Consider a diagonal $N\times N$ matrix $\boldsymbol{H}=\text{diag}(\omega_1,\omega_2, \dots,\omega_N)$ with ordering $\omega_1<\omega_2<\dots<\omega_N$, where the eigenvector $\boldsymbol{t}_1$ corresponding to the smallest eigenvalue $\omega_1$ is known. I want to construct an arrow-head matrix (AHM) $\boldsymbol{M}$, with real entries, as given below from $\boldsymbol{H}$ using the known eigenpair $\{\omega_1,\boldsymbol{t}_1\}$
$ \boldsymbol{M} = \begin{pmatrix} \Omega_1 & c_1 & c_2 & \dots & c_N\\ c_1 & \Omega_2 & 0 & \dots & 0\\ c_2 & 0 & \ddots & 0 & \vdots\\ \vdots & \vdots & 0 & \ddots & 0\\ c_N & 0 & \dots & 0 & \Omega_N\\ \end{pmatrix}, \hspace{0.2cm} c_i\neq0,\forall i$.

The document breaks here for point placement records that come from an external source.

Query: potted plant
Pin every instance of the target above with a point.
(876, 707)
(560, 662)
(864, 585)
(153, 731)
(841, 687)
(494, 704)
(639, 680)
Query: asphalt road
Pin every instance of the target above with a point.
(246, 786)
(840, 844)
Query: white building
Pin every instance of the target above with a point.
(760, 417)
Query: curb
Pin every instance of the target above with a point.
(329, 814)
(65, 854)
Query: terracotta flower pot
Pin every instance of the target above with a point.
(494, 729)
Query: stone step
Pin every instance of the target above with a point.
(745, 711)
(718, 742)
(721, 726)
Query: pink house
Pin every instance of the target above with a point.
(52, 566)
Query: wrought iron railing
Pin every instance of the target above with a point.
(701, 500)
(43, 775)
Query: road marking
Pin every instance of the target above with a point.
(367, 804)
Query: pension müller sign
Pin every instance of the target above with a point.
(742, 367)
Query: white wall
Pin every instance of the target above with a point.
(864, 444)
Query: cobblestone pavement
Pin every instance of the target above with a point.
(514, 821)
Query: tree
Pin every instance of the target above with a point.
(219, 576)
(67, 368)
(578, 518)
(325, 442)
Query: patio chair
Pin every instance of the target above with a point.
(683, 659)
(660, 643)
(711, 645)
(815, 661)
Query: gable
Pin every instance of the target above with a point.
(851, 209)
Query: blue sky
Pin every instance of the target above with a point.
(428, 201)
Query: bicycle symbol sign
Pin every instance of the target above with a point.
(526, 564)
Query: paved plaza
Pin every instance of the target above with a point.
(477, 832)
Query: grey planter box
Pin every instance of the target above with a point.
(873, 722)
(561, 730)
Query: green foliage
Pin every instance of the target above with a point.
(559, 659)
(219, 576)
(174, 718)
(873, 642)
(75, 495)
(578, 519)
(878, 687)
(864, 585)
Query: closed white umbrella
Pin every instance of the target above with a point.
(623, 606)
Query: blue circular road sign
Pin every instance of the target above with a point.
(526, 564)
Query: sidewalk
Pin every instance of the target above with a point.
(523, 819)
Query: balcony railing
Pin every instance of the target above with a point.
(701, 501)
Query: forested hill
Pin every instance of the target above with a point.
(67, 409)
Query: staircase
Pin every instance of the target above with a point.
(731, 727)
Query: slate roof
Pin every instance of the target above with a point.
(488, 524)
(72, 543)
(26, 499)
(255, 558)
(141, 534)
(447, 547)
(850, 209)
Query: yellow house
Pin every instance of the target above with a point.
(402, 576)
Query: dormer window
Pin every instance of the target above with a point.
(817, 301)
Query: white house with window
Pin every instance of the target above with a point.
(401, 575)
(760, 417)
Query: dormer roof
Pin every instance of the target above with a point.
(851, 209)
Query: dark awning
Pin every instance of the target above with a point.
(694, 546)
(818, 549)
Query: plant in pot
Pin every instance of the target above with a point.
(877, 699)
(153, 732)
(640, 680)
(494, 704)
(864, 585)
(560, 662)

with elements $c_i$, which are non-zero, but might be positive or negativ. There exists a work of Peng et al.,Linear Algebra and its Applications 416 (2006), 336, who treat such problems for AHM with $c_i>0,\forall i$, but is there a generalization for real $c_i\neq0,\forall i$?